PURPOSE: Chronic myeloproliferative disorders (CMDs) have sporadic occurrence. However, familial clustering is reported. The purpose of this study was to assess the prevalence and the clinical phenotype of familial CMDs, and to study the anticipation of disease onset in successive generations.

PATIENTS AND METHODS: Among 458 patients with apparently sporadic CMDs, an interview-based investigation of family history was performed to identify familial cases. The clinical phenotype of familial CMDs was compared with that of sporadic CMDs. Anticipation was studied evaluating age at diagnosis and telomere length in successive generations.

RESULTS: Among 458 patients with apparently sporadic CMDs, the prevalence of familial cases was 7.6% (35 pedigrees; 75 patients). Kolmogorov-Smirnov and two-tailed Fisher's exact tests did not demonstrate significant differences in clinical presentation between patients with familial and sporadic CMDs. Within 544 person-years of follow-up, patients with familial CMDs developed similar complications and disease evolutions as those with sporadic CMDs. The comparison of second-generation and first-generation patients showed a significantly younger age at diagnosis (Wilcoxon matched-pair test, P = .001) and a significantly higher age-dependent hazard of CMD onset (Nelson-Aalen method, P < .001) in patients of the second generation. A significant shortening of telomere length was highlighted in offspring compared with parent (P = .043).
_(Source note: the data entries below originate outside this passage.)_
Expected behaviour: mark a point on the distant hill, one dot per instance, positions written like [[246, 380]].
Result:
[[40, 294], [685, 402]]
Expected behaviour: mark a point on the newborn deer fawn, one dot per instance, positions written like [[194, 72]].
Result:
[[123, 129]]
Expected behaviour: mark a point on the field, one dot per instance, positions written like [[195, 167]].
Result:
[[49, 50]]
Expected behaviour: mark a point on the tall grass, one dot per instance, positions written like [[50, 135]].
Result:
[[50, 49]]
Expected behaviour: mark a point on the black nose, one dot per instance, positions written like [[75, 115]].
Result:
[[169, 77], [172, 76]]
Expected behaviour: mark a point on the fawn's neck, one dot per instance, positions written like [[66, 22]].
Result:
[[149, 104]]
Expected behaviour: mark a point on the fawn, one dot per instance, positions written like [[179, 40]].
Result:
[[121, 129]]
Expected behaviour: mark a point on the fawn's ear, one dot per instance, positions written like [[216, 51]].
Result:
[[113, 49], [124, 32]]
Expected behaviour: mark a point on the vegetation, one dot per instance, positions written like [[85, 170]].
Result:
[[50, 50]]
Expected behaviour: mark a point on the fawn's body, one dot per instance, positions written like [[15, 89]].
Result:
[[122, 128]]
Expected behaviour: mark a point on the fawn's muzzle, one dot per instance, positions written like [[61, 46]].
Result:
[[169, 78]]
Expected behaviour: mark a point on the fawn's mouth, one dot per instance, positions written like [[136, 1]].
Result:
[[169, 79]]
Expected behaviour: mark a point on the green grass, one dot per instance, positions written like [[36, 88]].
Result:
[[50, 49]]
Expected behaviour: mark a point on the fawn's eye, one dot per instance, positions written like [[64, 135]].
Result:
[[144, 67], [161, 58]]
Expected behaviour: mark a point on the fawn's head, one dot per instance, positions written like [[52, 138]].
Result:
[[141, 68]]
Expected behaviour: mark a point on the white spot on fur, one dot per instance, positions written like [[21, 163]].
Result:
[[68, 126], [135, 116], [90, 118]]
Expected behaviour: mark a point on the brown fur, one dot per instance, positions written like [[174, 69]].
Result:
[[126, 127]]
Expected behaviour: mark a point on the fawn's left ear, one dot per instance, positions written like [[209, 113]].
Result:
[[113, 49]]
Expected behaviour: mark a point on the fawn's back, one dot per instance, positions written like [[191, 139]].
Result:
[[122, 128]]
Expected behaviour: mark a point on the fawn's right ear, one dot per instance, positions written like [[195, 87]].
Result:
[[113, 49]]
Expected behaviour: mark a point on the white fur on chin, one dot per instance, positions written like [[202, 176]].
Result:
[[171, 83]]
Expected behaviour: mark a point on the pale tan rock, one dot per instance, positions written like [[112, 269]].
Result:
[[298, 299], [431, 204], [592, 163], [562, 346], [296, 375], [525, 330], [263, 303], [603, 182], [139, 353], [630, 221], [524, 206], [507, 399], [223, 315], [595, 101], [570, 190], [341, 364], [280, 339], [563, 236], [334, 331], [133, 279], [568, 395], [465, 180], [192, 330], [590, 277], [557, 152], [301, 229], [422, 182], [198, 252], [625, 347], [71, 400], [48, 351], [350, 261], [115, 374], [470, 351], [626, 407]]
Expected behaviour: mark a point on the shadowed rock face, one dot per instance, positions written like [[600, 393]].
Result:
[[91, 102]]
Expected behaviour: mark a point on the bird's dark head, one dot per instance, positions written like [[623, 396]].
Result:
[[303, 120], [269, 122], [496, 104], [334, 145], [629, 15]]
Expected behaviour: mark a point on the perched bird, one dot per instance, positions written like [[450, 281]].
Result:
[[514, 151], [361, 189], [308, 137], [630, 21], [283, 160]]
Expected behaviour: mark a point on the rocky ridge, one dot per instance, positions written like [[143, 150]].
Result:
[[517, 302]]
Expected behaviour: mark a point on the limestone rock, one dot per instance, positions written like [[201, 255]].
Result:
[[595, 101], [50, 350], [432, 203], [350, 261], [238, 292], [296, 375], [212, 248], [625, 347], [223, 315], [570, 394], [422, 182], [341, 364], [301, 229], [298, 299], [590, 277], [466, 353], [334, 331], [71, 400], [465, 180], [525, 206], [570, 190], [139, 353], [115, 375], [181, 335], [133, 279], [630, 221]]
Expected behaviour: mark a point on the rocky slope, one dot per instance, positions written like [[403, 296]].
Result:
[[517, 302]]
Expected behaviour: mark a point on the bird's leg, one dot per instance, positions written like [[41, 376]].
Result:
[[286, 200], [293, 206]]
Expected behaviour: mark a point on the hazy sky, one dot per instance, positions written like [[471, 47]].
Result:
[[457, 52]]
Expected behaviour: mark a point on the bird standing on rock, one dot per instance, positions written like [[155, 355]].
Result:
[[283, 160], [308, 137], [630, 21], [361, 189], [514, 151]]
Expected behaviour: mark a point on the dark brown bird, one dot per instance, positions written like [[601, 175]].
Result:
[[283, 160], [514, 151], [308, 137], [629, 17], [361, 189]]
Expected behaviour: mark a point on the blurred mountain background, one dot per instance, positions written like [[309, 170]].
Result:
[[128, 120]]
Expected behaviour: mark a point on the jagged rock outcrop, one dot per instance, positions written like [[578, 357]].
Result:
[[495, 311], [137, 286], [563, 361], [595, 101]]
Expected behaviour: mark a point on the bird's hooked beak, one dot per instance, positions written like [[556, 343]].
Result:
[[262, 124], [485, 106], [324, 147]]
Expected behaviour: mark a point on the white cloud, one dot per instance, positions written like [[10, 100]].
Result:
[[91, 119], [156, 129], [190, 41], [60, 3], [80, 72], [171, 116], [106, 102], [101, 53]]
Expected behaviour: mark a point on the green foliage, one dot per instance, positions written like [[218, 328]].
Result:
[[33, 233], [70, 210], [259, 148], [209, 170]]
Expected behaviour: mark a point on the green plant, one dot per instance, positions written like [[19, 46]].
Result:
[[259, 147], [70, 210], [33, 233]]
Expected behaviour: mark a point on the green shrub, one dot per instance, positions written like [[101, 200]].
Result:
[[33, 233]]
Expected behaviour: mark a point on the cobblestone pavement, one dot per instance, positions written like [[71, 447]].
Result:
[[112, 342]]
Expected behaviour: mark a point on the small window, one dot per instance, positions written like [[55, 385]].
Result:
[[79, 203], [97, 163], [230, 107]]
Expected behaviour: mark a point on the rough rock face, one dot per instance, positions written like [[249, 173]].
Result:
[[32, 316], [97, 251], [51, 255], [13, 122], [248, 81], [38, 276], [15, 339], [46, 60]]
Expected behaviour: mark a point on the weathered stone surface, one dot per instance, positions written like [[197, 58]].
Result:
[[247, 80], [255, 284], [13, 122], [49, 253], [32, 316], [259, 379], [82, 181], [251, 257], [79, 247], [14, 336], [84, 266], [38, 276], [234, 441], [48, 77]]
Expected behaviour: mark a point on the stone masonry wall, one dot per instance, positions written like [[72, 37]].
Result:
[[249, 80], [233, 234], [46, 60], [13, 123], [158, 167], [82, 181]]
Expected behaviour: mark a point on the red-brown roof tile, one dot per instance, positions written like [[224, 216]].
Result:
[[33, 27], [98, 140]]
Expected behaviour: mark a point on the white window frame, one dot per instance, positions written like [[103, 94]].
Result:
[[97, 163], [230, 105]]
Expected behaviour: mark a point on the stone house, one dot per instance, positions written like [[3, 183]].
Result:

CONCLUSION: This study indicates that a thorough investigation of family history should be part of the initial work-up of patients with CMDs. Patients with familial CMDs show the same clinical features and suffer the same complications as patients with sporadic disease. Age distribution between parent and offspring and telomere length shortening provide evidence of disease anticipation.